The Island of the Day Before (39 page)

Father Caspar replied that to make a machine sing it was necessary to shape wood or metal and arrange holes, or attach strings and scrape them with bows, or even—as he had done on the
Daphne
—invent a water device; but if we opened the throat of a nightingale, we saw no machine of this sort there, a sign that God followed paths different from ours.

Then he asked if, as Roberto looked with such favor on infinite solar systems revolving in the sky, he could not admit that each of these systems might be part of a larger system that revolved in its turn within a system still larger, and so on—for, proceeding from such premisses, you became like the virgin prey of a seducer: she grants him first a small concession but soon will have to grant him more, and then more, and once embarked on that road, she might arrive at any terrible extremity.
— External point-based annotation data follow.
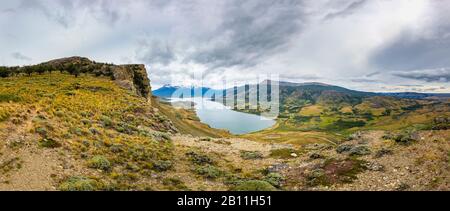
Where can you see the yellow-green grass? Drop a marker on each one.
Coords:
(313, 110)
(187, 122)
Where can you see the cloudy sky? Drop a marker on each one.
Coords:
(371, 45)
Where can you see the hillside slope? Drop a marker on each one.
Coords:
(63, 131)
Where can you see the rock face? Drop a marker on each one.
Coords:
(133, 77)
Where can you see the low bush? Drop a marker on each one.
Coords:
(254, 185)
(100, 162)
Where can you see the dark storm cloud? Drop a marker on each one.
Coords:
(349, 10)
(20, 56)
(63, 12)
(60, 16)
(155, 52)
(364, 80)
(408, 53)
(250, 31)
(429, 75)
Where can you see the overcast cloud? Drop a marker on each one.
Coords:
(370, 45)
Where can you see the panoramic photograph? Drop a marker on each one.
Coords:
(224, 95)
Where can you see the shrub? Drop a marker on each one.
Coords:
(344, 148)
(175, 184)
(106, 121)
(100, 162)
(283, 153)
(274, 179)
(9, 98)
(251, 155)
(360, 150)
(79, 184)
(49, 143)
(199, 159)
(254, 185)
(208, 171)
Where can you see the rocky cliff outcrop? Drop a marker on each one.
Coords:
(133, 77)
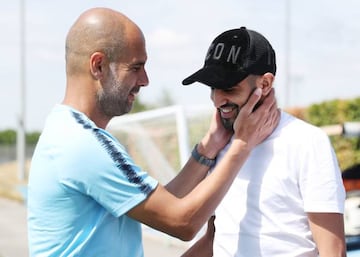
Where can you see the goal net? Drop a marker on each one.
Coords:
(159, 141)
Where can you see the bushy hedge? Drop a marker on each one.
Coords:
(337, 112)
(8, 137)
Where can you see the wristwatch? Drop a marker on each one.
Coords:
(201, 158)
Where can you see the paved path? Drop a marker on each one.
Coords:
(13, 235)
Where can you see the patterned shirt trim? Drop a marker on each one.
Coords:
(115, 155)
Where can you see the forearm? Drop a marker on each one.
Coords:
(328, 233)
(193, 171)
(189, 177)
(204, 246)
(201, 202)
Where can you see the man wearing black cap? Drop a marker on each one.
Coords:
(288, 198)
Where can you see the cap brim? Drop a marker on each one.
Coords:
(216, 77)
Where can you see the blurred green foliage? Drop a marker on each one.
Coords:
(338, 112)
(8, 137)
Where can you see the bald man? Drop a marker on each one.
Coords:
(86, 196)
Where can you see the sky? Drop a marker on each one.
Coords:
(317, 45)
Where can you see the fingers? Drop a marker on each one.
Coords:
(252, 101)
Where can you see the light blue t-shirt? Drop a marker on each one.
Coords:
(81, 184)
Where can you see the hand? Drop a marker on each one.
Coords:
(252, 127)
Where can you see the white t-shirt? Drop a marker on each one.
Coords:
(292, 172)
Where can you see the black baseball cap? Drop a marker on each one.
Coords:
(232, 56)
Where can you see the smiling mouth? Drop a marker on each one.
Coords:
(228, 111)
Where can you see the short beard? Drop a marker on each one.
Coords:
(229, 123)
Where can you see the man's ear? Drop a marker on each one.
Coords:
(97, 61)
(267, 82)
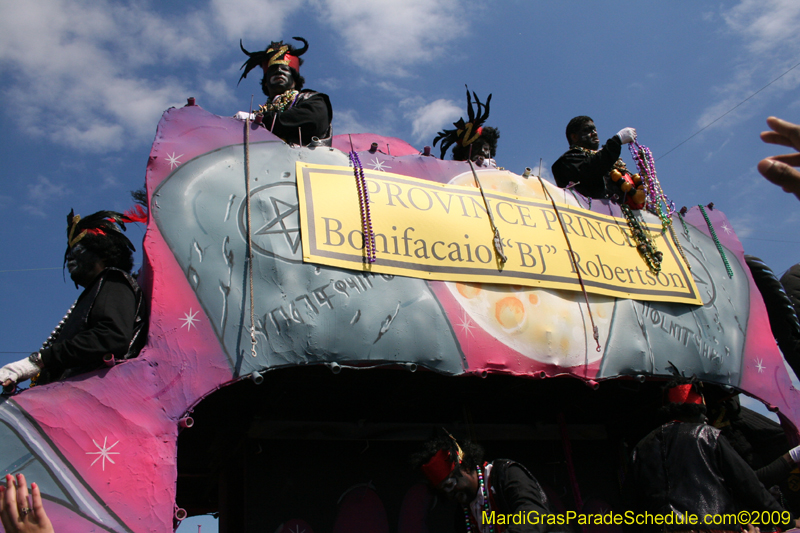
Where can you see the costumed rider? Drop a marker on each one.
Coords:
(483, 489)
(296, 115)
(472, 140)
(597, 172)
(686, 466)
(109, 316)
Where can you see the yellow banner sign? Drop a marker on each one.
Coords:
(432, 231)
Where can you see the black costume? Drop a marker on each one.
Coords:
(309, 116)
(684, 467)
(587, 169)
(108, 317)
(513, 489)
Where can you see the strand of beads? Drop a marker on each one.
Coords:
(656, 201)
(363, 200)
(486, 508)
(716, 241)
(280, 103)
(645, 245)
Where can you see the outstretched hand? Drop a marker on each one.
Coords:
(778, 168)
(15, 514)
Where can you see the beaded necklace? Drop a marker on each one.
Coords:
(656, 201)
(280, 103)
(486, 507)
(645, 244)
(716, 241)
(363, 200)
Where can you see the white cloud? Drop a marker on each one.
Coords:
(767, 25)
(253, 18)
(390, 36)
(86, 68)
(40, 194)
(429, 119)
(219, 90)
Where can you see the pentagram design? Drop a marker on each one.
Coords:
(275, 221)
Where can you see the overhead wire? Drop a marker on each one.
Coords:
(726, 113)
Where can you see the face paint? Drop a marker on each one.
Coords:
(279, 79)
(82, 265)
(460, 486)
(587, 137)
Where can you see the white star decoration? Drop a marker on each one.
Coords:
(465, 325)
(172, 159)
(103, 453)
(189, 320)
(378, 165)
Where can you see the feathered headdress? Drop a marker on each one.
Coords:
(465, 133)
(109, 224)
(442, 464)
(275, 54)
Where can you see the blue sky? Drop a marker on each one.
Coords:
(84, 83)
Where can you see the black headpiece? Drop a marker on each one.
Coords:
(275, 54)
(105, 224)
(465, 133)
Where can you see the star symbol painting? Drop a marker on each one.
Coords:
(278, 225)
(103, 453)
(189, 320)
(379, 165)
(465, 325)
(173, 160)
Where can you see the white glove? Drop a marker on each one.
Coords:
(794, 453)
(18, 371)
(627, 135)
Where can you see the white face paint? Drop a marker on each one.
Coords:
(588, 137)
(82, 264)
(279, 79)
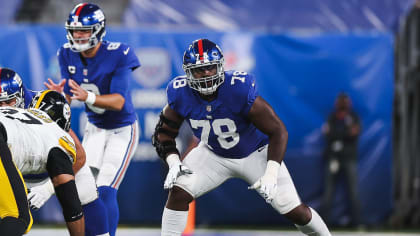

Of course, Roberto said, one can conceive anything. Vortices without planets, vortices that bump into one another, vortices that are not round but hexagonal, so that each face or side fits into another vortex, all of them together forming a kind of hive with its cells, or else they are polygons that, pressed one against the other, create voids that Nature fills with other, lesser vortices, all cogged among themselves like the works of a clock—their entirety moving in the universal sky like a great wheel that turns and propels inside itself other wheels that turn, each with smaller wheels turning within, and all that great circle making in the sky an immense revolution that lasts millennia, perhaps around another vortex or vortices of vortices....At which point Roberto risked drowning, because of the great vertigo that overwhelmed him.

And it was at this moment that Father Caspar had his triumph. Then, he explained, if the earth revolves around the sun, but the sun revolves around something else (and omitting the question of whether this something else revolves around a something else of yet another something else), we have the problem of the
roulette
—of which Roberto must have heard talk in Paris, since from Paris it went into Italy among the Galileans, who would think up anything provided they could disturb the world.

"What is the roulette?" Roberto asked.

"You can call it also trochoid or cycloid, but it is much the same. Imagine a wheel."

"Like before?"

"No. Now imagine you the wheel of a wagon. And imagine on the rim of the wheel a nail. Now imagine the wheel not moving, and the nail just above ground. Now you think that the wagon moves and the wheel turns. What to the nail happens?"

"Well, if the wheel turns, at a certain point the nail will be on top, but when the wheel has made its complete revolution, the nail is again close to the ground."

"So you think this wheel has like a circle moved?"

"Why, yes. Certainly not like a square."

"Now you listen, booby. You say the nail finds itself on the ground where it before was?"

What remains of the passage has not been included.